En matière de viol conjugal, la loi française, où existe encore la notion de devoir conjugal, reste empreinte de sexisme et de défiance à l'égard de la parole des femmes, ont déploré mardi des experts à Paris. "Le viol conjugal est inscrit dans notre code pénal depuis le 4 avril
2006", lorsque le législateur a défini comme circonstance aggravante un viol "commis par le conjoint ou le concubin de la victime, ou le partenaire lié à la victime par un pacte civil de solidarité", rappelle Françoise Guyot, vice-procureur à Paris.

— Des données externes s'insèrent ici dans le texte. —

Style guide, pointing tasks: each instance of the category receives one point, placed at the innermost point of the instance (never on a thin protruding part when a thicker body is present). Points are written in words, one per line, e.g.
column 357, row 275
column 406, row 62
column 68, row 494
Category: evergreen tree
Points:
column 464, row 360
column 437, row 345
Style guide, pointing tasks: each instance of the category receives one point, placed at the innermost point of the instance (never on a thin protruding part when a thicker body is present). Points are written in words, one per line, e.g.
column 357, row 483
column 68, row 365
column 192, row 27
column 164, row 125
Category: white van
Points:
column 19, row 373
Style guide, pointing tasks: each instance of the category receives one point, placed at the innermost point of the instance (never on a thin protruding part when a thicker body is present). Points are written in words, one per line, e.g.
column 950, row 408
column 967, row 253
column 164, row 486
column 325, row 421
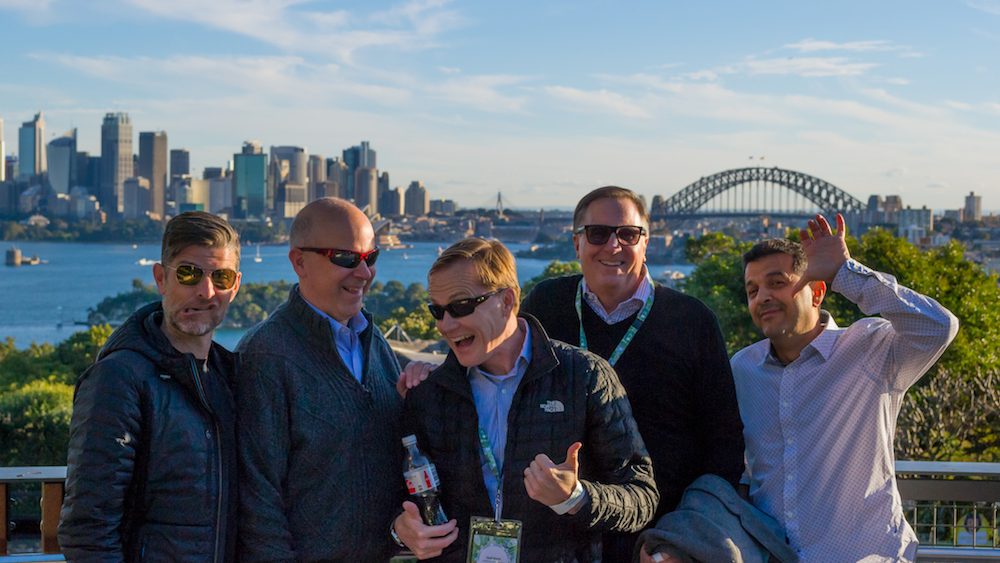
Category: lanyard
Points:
column 627, row 339
column 484, row 443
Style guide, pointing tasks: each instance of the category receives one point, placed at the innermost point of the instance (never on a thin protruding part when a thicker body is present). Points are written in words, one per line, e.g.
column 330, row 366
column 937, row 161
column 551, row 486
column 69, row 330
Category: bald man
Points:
column 318, row 407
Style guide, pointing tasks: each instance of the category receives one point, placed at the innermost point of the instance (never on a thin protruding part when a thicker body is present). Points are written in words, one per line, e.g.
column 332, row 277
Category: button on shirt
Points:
column 493, row 396
column 626, row 308
column 819, row 431
column 347, row 339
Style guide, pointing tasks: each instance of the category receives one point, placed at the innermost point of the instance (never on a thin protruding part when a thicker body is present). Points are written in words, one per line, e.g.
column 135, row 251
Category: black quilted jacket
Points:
column 151, row 471
column 616, row 471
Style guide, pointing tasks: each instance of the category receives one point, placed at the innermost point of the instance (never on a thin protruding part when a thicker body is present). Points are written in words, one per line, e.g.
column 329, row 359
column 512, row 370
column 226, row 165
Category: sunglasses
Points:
column 346, row 258
column 461, row 307
column 627, row 235
column 189, row 274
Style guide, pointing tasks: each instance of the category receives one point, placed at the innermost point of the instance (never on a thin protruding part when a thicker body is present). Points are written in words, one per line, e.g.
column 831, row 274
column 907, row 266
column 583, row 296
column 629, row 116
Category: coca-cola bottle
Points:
column 423, row 483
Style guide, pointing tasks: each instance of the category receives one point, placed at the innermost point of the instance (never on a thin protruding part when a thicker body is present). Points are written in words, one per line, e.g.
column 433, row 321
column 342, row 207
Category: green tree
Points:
column 34, row 423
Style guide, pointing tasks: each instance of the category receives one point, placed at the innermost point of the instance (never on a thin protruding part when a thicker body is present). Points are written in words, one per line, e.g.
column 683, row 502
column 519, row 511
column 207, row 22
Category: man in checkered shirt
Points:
column 819, row 402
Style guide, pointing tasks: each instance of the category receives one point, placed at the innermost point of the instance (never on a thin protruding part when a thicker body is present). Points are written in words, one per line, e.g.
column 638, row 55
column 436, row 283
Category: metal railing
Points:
column 937, row 497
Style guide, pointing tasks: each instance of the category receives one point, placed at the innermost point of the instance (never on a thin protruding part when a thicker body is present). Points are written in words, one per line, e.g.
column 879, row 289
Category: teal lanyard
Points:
column 627, row 339
column 484, row 443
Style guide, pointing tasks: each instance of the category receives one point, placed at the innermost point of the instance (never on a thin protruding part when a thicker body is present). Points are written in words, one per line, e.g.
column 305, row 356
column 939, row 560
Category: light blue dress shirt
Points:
column 493, row 396
column 347, row 338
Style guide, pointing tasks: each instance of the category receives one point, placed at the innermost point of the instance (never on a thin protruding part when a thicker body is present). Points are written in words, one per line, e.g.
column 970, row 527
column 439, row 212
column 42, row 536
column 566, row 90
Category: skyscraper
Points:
column 358, row 156
column 153, row 167
column 31, row 148
column 973, row 207
column 116, row 161
column 63, row 162
column 250, row 182
column 3, row 154
column 415, row 200
column 366, row 189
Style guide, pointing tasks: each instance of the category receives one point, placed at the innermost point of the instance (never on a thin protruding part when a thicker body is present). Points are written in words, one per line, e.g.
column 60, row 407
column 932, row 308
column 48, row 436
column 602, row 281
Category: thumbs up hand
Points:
column 552, row 484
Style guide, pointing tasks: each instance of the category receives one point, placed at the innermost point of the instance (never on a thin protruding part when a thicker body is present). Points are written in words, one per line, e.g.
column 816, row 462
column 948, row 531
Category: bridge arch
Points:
column 829, row 199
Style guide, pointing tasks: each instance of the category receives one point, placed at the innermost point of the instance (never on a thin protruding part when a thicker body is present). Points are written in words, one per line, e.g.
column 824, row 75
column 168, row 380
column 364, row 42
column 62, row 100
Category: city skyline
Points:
column 540, row 102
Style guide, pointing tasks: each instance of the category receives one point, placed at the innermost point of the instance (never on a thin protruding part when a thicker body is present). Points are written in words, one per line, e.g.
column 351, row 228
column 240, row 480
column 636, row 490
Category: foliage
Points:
column 951, row 418
column 555, row 269
column 34, row 424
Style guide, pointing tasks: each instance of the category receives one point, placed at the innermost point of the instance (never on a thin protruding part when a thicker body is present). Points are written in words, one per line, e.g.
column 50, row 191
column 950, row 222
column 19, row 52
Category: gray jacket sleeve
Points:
column 105, row 434
column 622, row 495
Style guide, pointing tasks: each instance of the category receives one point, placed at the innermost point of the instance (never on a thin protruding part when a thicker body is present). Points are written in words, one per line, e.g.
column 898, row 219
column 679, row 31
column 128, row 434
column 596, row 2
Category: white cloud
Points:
column 602, row 101
column 808, row 66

Le viol est un crime, devant donc être jugé en cour d'assises, passible de 15 ans de réclusion, 20 ans avec circonstance aggravante. Mais le renvoi devant les assises reste rare: une audience devant un simple
tribunal correctionnel coûte beaucoup moins cher -quelques heures de procès contre plusieurs jours aux assises. "On a l'histoire d'une prostituée violée par trois garçons", avec
pénétration forcée établie par l'enquête, "mais ça va passer en correctionnelle, on n'a rien pu faire", indique par exemple Emmanuelle Piet, présidente du Collectif féministe contre le viol (CFCV). Dans ce cas précis, la "profession" de la victime a joué les repoussoirs
-la crainte qu'un jury d'assises juge une prostituée toujours consentante. La situation n'est pas meilleure en correctionnelle: "L'argument officiel pour y aller est qu'on est sûr d'avoir une condamnation, mais les condamnations à de la prison ferme y sont extrêmement rares", fustige la chercheuse Catherine Le Magueresse.